As the lyrics recall: ‘In the Summer of Love we were at war’ Caws serves both a timely reminder to how the innate pursuit of ‘love’ is a unifying glue, but also a cursory rejoinder to the edit-historians who ‘remember’ the swinging times and omit the imperial bloodshed carried out in the name of ‘democracy’ and ‘freedom’. Two terms whose legitimacy appear redundant nowadays.

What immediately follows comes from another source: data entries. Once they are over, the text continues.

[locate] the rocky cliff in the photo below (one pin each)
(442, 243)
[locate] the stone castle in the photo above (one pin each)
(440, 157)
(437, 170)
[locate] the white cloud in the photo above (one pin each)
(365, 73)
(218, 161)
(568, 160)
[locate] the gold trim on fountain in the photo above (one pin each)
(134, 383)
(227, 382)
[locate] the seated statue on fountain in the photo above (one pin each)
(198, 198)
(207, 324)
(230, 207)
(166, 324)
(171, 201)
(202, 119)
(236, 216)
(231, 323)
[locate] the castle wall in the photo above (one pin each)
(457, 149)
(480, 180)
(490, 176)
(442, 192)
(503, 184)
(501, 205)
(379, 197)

The relentless ‘Live, Learn, Forget’ is a declamatory demand to carpe diem, not carp at ‘them’, all the things you’ve yet to do need doing … so do them. These future signifiers include ‘cigarettes you’ve never smoked’ which may alarm your GP, but, the underlying message is ‘It’s always WHAT you do next’ that matters, ‘that’s where the ship is steered’. A superior wake-up call to set those alarm bells a-ringing.

‘Something I do’ also has Caws breathlessly regaling the listener with a list of the un-done things set to a warping synth akin to The Car’s early new wave forays.

In lesser hands (heads and hearts) these lyrics and songs could come across as half-baked, Hallmark card-triteisms (‘Live, Learn Forget’ carved in wood is probably on sale at IKEA), however, here, they resonate as elegiac and redemptory.

If love is the answer, Nada Surf are the question.